Scikit-Learn

scikit-learn is a Python library that provides many machine learning algorithms via a consistent API known as the estimator.


In [13]:
import numpy as np

Validation Data

Using validation data, we avoid model overfitting. In general, we split our data set into two partitions:

  1. training: used to construct the model.
  2. test: represents the future data.

The test data is only used to make a final estimate of the generalisation error. It is never used for fine-tuning the model. We can use the train_test_split() method to randomly split our data into training and test sets.


In [14]:
from sklearn.model_selection import train_test_split

# Let X be our input data consisting of
# 5 samples and 2 features
X = np.arange(10).reshape(5, 2)

# Let y be the target feature
y = [0, 1, 2, 3, 4]

X_train, X_test, y_train, y_test = train_test_split(X, y, test_size=0.3)

Estimators

An Estimator can be seen as a base class for any algorithm that learns from data. It can be a classification, regression or clustering algorithm or a transformer that extracts useful features from raw data.

Hyperparameters and Parameters

In the documentation, there is a distinction between hyperparameters and parameters. Hyperparameters refers to algorithm settings that is used to tune the algorithm itself. They are usually set when an estimator is initialised. Parameters on the other hand refers to the coefficients found by the learning algorithm.


In [15]:
from sklearn.linear_model import LinearRegression
lr = LinearRegression(normalize=True)
print(lr) # outputs the name of the estimator and its hyperparameters


LinearRegression(copy_X=True, fit_intercept=True, n_jobs=1, normalize=True)

Common Methods

  • estimator.fit() fits the training data. For supervised learning algorithms, the fit(X, y) method accepts two arguments; X is our input data and y is our target data. Unsupervised learning estimators accept a single argument in their fit(X) method.
  • estimator.predict(T) predicts target features for a new set of data T. Some estimators also provide the estimator.predict_proba() method.
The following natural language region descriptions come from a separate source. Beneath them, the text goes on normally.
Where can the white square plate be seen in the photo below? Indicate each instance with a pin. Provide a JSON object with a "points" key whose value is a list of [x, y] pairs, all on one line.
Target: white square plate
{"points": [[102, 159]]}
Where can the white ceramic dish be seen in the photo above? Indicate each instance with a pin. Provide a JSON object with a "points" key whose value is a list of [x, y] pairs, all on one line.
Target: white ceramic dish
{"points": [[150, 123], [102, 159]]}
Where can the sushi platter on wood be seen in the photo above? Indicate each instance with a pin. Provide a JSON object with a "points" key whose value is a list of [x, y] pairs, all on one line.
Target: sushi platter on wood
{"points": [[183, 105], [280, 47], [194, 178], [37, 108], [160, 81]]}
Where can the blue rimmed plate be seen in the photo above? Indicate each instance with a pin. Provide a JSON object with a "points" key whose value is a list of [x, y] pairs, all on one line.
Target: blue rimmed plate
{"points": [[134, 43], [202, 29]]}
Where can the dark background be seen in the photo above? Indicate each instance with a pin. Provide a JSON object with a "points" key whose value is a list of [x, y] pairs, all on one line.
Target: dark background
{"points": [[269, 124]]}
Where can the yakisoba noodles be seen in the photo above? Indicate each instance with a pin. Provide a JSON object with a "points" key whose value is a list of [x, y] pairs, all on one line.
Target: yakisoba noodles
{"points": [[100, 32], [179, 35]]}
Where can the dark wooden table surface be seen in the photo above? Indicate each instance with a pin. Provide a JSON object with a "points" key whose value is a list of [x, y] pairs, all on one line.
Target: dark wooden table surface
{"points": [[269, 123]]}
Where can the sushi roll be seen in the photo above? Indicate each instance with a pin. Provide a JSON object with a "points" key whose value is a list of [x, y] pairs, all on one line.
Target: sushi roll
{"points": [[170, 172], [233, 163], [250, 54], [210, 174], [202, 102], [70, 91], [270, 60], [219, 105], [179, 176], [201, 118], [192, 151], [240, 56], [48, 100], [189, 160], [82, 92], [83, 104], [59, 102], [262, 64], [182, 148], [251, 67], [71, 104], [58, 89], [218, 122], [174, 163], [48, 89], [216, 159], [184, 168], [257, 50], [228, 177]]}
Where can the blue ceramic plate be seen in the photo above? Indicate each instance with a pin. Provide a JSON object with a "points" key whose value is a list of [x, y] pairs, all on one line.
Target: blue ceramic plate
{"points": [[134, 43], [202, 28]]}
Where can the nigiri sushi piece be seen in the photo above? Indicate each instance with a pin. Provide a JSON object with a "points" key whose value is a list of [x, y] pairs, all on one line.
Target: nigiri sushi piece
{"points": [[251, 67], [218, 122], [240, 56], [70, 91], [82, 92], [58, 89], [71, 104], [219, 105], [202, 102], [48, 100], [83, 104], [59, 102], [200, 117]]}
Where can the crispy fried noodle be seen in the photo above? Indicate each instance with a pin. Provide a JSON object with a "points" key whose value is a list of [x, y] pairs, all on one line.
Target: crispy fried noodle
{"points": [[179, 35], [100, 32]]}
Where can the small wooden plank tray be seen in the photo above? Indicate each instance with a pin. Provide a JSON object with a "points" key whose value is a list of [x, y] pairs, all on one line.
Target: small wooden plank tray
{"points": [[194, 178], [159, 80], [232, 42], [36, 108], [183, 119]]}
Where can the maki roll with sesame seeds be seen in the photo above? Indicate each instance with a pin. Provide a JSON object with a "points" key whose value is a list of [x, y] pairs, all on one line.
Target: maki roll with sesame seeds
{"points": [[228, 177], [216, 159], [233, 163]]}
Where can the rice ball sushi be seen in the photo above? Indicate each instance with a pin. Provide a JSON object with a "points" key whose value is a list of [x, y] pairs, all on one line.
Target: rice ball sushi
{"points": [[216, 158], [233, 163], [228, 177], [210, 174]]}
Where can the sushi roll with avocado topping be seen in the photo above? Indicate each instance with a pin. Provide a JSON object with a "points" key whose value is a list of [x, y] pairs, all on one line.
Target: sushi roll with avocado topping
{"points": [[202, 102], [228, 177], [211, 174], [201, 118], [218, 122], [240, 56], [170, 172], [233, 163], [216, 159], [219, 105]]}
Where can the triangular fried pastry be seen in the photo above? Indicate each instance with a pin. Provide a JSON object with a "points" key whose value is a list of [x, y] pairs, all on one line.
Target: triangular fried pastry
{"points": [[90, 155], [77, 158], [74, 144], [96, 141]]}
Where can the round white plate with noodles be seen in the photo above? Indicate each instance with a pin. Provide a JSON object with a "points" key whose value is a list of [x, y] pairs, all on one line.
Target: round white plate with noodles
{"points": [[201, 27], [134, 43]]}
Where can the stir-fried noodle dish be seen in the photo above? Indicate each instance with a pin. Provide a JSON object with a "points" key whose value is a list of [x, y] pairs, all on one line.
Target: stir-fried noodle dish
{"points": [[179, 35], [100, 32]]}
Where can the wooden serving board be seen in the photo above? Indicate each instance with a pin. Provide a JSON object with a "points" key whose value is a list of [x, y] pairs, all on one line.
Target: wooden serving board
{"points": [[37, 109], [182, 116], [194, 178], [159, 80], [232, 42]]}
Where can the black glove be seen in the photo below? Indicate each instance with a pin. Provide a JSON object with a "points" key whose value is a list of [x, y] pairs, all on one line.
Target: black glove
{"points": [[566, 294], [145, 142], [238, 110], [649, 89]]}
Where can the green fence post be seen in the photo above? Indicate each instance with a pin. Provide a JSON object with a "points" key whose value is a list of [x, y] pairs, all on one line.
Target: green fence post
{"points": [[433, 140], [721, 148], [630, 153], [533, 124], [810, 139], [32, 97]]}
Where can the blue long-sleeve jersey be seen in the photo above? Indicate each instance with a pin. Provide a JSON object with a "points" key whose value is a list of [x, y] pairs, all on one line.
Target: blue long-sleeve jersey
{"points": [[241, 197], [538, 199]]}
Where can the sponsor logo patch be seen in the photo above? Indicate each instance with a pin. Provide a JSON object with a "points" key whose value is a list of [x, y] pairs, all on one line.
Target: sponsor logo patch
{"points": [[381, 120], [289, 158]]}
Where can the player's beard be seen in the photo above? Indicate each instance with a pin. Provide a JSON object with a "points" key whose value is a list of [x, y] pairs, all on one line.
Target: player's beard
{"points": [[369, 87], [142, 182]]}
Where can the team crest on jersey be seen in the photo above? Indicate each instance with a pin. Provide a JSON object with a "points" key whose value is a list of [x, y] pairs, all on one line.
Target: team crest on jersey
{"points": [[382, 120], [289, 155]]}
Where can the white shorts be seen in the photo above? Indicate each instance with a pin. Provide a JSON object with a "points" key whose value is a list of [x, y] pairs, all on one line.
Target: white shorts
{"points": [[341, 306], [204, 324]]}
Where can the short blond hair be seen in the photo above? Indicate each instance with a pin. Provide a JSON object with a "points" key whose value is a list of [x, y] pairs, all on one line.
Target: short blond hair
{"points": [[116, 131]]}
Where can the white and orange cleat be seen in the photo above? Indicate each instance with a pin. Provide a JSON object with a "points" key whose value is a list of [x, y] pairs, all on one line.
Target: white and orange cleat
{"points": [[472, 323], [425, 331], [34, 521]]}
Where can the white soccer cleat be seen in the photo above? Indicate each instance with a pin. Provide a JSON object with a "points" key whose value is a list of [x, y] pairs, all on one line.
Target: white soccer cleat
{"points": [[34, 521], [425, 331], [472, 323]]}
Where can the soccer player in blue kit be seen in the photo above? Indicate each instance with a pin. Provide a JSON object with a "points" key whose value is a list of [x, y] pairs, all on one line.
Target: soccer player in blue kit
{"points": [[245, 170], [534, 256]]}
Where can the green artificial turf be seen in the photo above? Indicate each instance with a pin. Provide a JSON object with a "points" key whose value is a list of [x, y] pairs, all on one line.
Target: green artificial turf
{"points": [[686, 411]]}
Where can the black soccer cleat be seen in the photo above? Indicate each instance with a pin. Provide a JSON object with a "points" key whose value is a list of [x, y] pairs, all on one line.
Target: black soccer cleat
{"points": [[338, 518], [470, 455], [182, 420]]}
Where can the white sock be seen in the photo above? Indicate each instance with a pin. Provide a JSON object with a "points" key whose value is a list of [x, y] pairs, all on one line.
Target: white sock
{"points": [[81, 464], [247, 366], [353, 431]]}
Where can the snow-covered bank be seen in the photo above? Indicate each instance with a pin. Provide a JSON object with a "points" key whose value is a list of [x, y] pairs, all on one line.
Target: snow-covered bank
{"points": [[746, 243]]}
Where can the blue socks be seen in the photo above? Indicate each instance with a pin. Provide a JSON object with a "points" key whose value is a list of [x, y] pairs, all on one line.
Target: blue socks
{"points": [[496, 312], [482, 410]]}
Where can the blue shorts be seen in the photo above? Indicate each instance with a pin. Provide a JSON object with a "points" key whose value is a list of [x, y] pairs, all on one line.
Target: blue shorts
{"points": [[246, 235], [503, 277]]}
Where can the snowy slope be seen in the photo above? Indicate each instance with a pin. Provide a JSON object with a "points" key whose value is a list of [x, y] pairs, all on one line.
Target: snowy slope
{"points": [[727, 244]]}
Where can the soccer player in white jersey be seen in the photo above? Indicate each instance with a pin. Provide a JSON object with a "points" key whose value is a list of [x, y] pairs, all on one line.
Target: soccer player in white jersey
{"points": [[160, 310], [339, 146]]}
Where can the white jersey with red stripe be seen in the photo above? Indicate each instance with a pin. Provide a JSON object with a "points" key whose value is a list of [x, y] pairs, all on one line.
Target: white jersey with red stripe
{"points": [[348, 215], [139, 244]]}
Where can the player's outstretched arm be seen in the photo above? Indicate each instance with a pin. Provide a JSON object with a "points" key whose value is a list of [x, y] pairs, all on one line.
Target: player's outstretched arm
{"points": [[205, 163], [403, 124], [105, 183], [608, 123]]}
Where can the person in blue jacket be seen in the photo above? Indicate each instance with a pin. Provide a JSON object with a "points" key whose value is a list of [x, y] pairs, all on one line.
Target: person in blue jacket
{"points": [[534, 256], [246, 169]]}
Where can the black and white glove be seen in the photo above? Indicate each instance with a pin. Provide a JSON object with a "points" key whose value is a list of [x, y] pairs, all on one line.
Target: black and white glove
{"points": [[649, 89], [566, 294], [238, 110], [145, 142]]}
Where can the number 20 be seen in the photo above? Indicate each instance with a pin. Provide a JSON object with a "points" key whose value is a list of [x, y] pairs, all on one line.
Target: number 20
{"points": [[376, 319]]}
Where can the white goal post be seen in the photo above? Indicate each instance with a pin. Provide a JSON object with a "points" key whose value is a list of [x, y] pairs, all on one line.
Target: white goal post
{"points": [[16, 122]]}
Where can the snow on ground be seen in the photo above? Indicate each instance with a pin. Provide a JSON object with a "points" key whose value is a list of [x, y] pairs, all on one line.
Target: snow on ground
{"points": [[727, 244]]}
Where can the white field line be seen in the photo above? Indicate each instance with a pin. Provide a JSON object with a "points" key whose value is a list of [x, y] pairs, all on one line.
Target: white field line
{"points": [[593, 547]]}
This method returns the probability of an instance being in each of our target values.
  • estimator.score() provides a standard way to evaluate the model that is created by the estimator. The method returns a value from 0 to 1
  • estimator.transform(X_new) transforms new data into the new basis and applies this transformation model to unseen data.
  • estimator.fit_transform() may be more convenient and efficient for modelling and transforming the training data simultaneously.

Train, Predict and Evaluate

  1. We begin by training our model with our training data using the estimator.fit(X, y) method.
  2. Once the model is trained, we can predict any target feature on our test data using the estimator.predict(T) method.
  3. In this step, we evaluate our model by comparing the predictions to the correct values. The evaluation method depends on the algorithm that we have employed.